The NZ equity market has a unique ‘factor’ profile compared to global norms, according to new Russell Investments research, that could form the basis of a new active management benchmark.
Sydney-based Russell portfolio manager, James Harwood, told the group’s annual conference in Wellington last week that ‘momentum’ and ‘growth’ were particularly strong factors in NZ relative to the rest of the world.
However, NZ market ‘quality’ and ‘value’ factors significantly underperformed versus global metrics, Harwood said.
He said the results show NZ could be a “good market for factor investing… but it’s not clear why it behaves differently than the rest of the world.”
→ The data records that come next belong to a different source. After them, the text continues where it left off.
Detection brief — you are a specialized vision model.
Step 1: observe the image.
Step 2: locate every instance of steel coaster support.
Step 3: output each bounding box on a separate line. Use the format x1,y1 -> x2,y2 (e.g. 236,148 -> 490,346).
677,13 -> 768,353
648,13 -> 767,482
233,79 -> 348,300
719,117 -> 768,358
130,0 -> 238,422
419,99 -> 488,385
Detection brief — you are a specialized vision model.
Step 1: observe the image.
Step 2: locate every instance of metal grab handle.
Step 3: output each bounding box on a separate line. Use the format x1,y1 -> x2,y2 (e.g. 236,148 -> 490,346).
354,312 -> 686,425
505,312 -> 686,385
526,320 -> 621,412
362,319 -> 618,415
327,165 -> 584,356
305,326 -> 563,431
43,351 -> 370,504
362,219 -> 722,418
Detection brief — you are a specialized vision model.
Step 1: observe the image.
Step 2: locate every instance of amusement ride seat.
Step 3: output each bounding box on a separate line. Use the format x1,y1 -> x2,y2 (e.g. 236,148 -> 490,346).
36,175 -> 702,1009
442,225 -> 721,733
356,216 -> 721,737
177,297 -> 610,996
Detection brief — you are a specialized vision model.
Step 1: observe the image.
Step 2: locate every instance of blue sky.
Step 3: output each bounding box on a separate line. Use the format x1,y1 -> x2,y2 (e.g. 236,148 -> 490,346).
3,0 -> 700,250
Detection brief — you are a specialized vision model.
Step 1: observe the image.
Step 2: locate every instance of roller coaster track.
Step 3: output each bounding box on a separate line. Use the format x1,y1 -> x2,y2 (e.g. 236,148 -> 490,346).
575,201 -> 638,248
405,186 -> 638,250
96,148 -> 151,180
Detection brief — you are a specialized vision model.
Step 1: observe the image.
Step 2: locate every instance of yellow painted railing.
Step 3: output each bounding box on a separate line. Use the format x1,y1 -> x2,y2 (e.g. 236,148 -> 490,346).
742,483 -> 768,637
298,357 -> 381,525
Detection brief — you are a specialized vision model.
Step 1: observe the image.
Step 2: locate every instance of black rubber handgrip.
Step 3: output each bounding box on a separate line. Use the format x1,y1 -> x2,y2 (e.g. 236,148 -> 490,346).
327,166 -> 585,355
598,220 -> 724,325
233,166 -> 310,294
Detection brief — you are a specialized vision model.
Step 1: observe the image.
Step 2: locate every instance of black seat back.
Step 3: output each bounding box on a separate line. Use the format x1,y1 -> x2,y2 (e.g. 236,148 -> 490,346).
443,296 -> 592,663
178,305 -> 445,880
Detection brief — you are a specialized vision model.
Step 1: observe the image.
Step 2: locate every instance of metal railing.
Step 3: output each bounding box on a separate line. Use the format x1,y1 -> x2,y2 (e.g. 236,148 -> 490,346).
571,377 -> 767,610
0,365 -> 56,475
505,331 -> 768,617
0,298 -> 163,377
Sharing the podium with Harwood, Andrew Bascand, Harbour Asset Management chief, suggested four possible reasons for the NZ factor weirdness:
- a long-term “value bias” in the NZ manager and broking communities that removed any price arbitrage across value stocks;
- surprising growth in the NZ economy over the Russell sample period;
- the outsize influence of global investors targeting NZ yield stocks rather than growth; or,
- specific performance of a handful of NZ stocks over the research period that rendered the findings “idiosyncratic and not repeatable”.
Regardless of the underlying reasons, Harwood said Russell research found the optimum mix of factors over the sample period in NZ was also markedly different compared to both global and Australian results.
He said Russell back-tested a theoretical NZ optimal factor portfolio for the sample period against real active manager returns.
“[Factors] are simplified versions of what active managers do,” Harwood said. [The research] shows to what extent factors influenced returns.”
The study found the median NZ active manager outperformed the Russell ‘strategic factor benchmark’ in the early years of this century.
“But in the most recent seven-year period the median manager has not kept up with the strategic factor benchmark,” he said.
Bascand said the recent underperformance of active managers against the factor benchmark could be due to a number of stock-specific quirks – such as Xero or a2 – or an interest rate environment that favoured yield companies over the latest seven-year stretch.
“But [active managers] need to do better, we need to beat the factor portfolio,” he said. “Maybe investment consultants and fund managers should not be comparing performance against market-cap weighted benchmarks but factor benchmarks.”
Harwood said Russell could develop a factor-based overlay for the NZ market similar to an Australian product slated for launch next month.